Está quase a tocar e eu tenho de estar muito concentrada para
conseguir fazer o teste sem enganos, sem asneiras, organizado e
certeiro. As férias estão quase a chegar e este é só mais um esforço
para que tudo corra bem. Saturno, Júpiter, Neptuno. Latitude.
Meridiano... Ai... Está tudo a misturar-se dentro de mim. As galáxias
com as montanhas, os planetas com os rios. Chega! Vou desligar o cérebro
e não penso mais nisto. Quando lá chegar logo se vê. Vou fazer como o
Manel e divertir-me sem stress. Afinal, é só um teste. Só um teste... Só
um teste!!!
Não foi assim tão mau. Afinal aquilo até estava
escrito em português... É a minha língua! Que raio! Vou tirar boa nota,
tenho a certeza. Claro que entretanto já queimei dois ou três neurónios
com o nervoso enquanto o Manel continua divertido e animado. Um dia
ainda hei-se saber ser assim. Claro que as notas dele não são como as
minhas. Eu tiro sempre melhores notas... Mas, na verdade, isso interessa
para quê? Fico mais rica? Mais esperta? Ou não... Se calhar sim. Quero
acreditar que fico mais esperta e isso fará de mim mais rica um dia. E
isso que importa? Andam sempre a dizer que o que interessa é ser feliz.

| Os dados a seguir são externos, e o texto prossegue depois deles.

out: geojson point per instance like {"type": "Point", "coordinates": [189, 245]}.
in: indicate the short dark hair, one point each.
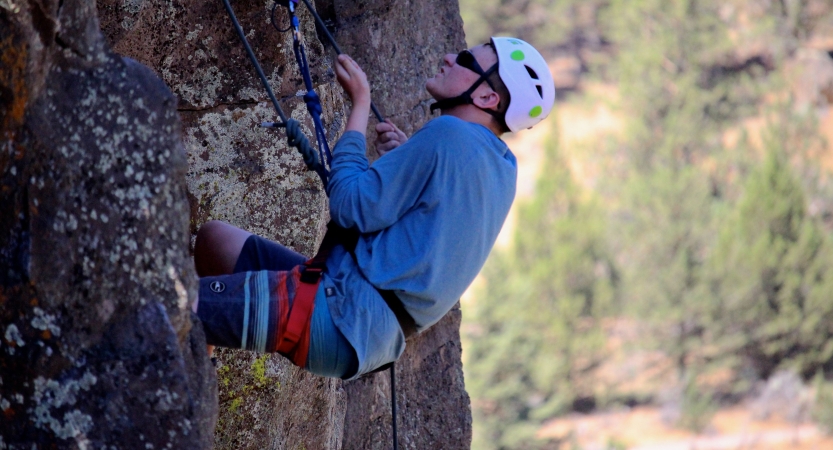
{"type": "Point", "coordinates": [503, 92]}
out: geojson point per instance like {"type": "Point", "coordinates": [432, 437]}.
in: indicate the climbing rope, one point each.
{"type": "Point", "coordinates": [295, 137]}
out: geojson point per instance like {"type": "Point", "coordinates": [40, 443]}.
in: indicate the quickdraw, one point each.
{"type": "Point", "coordinates": [295, 137]}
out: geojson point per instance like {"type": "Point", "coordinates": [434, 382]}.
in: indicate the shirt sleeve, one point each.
{"type": "Point", "coordinates": [371, 198]}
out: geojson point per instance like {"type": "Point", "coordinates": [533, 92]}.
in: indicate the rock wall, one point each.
{"type": "Point", "coordinates": [247, 176]}
{"type": "Point", "coordinates": [97, 349]}
{"type": "Point", "coordinates": [97, 345]}
{"type": "Point", "coordinates": [400, 43]}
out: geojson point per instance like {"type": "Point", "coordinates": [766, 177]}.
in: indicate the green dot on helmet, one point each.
{"type": "Point", "coordinates": [535, 112]}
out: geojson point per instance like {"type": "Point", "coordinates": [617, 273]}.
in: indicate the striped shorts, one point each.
{"type": "Point", "coordinates": [249, 308]}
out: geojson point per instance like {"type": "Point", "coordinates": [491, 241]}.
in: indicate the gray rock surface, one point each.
{"type": "Point", "coordinates": [97, 161]}
{"type": "Point", "coordinates": [97, 345]}
{"type": "Point", "coordinates": [400, 43]}
{"type": "Point", "coordinates": [247, 176]}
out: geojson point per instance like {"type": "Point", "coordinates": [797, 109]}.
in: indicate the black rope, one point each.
{"type": "Point", "coordinates": [295, 137]}
{"type": "Point", "coordinates": [393, 403]}
{"type": "Point", "coordinates": [331, 39]}
{"type": "Point", "coordinates": [323, 27]}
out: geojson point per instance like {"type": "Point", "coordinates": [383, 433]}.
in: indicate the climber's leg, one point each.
{"type": "Point", "coordinates": [246, 310]}
{"type": "Point", "coordinates": [217, 248]}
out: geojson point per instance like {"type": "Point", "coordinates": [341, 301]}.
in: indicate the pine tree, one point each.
{"type": "Point", "coordinates": [773, 275]}
{"type": "Point", "coordinates": [535, 328]}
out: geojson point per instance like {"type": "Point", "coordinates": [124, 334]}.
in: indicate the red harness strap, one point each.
{"type": "Point", "coordinates": [293, 334]}
{"type": "Point", "coordinates": [294, 329]}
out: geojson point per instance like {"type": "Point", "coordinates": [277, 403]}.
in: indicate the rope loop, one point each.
{"type": "Point", "coordinates": [296, 138]}
{"type": "Point", "coordinates": [313, 102]}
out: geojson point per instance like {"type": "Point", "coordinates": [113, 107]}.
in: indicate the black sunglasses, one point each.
{"type": "Point", "coordinates": [466, 59]}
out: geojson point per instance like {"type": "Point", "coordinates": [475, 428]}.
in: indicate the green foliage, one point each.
{"type": "Point", "coordinates": [712, 249]}
{"type": "Point", "coordinates": [823, 405]}
{"type": "Point", "coordinates": [697, 406]}
{"type": "Point", "coordinates": [546, 23]}
{"type": "Point", "coordinates": [542, 303]}
{"type": "Point", "coordinates": [773, 275]}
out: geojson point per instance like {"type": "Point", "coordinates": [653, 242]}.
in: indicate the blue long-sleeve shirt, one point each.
{"type": "Point", "coordinates": [429, 213]}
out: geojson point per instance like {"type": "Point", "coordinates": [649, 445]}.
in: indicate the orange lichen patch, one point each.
{"type": "Point", "coordinates": [13, 76]}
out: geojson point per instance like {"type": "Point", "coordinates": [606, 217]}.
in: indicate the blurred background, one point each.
{"type": "Point", "coordinates": [665, 280]}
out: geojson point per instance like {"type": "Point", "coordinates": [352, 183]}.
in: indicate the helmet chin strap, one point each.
{"type": "Point", "coordinates": [466, 99]}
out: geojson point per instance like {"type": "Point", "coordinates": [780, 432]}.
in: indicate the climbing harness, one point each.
{"type": "Point", "coordinates": [294, 341]}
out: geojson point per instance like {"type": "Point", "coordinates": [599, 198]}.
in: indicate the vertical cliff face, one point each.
{"type": "Point", "coordinates": [400, 44]}
{"type": "Point", "coordinates": [97, 347]}
{"type": "Point", "coordinates": [245, 175]}
{"type": "Point", "coordinates": [103, 160]}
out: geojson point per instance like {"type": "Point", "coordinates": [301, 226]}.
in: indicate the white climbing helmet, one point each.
{"type": "Point", "coordinates": [527, 77]}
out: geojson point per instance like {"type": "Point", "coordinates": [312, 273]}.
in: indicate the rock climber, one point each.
{"type": "Point", "coordinates": [424, 217]}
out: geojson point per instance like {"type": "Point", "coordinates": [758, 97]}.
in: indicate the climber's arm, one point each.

Melhor nota a Geografia quer dizer que serei mais feliz?? Duvido... Cada
vez que penso no Universo fico é mais confusa... e assustada! Uma bola
suspensa à volta do Sol. E se caímos? Agarramo-nos onde? Aos meridianos
ou aos trópicos?!
Acabou! Não penso mais nisso! O teste até já
acabou e agora vou relaxar, espreitar o Luís do 9ºD a ver se ele hoje
olha para mim e depois vou ao bar comer qualquer coisa. Lá está o Manel,
sempre o primeiro da fila para comer. Isso é que ele é, sempre
divertido e sempre de barriga cheia. Se calhar é esse o segredo. Vou
lanchar a ver se me animo.
- Pára de me chatear, Maria! Não vou
falar mais no teste. Estou a comer a minha nata e concentrada nas
maravilhas que estas calorias vão fazer pela minha boa disposição! Já
viste o Luís? Anda. Vamos lá ver se ele hoje olha para mim...
Está ali ao fundo... A falar com a Teresa! Aquela enjoada. Não percebo
qual é a graça daquela miúda. Só porque tem o cabelo loiro acha que é
muito bonita... Ou os outros é que acham, sei lá. Vou passar mesmo à
frente. Se ele não olhar para mim, nunca mais penso nele! Prometo.
Estou quase. Ele está ali. Vou passar. Não vou olhar. A Teresa já está a ir embora. E...
- Filipa!
Ai... Estão a chamar por mim. Ele está a chamar por mim. É o Luís! Não acredito, é mesmo a voz dele.
- Filipa, correu bem o teste de Geografia?
Lá lhe respondi que sim e acabei a falar na porcaria do teste outra
vez. Já não é mau: melhor isto do que ele nem ter olhado para mim. Agora
é só pensar noutras estratégias e sei que vou ser feliz. Com testes ou
sem testes.
E depois vi o Manel. Estava feliz, claro. Preparadíssimo para as férias. Com boas notas ou más notas. Para ele era igual.
Saímos todos a correr, o portão grande estava fechado e o Manel estava a
tentar abri-lo. Mas não conseguia. Pudera! A empurrar pela parte mais
próxima das dobradiças... “Ca” burro!
- Ó Manel! Aplicas menos
força quanto mais longe empurrares da dobradiça. Básico! Aprendemos em
Físico-química. Ora vê! - E o portão abriu-se rapidamente e sem
esforço. O Manel, divertido, a olhar para mim. E o Luís, a passar por
mim, impressionado.
E eu, na certeza de que estudar me faria mais feliz, fui de férias. Não pensei mais nos testes, mas pensei muito no Luís.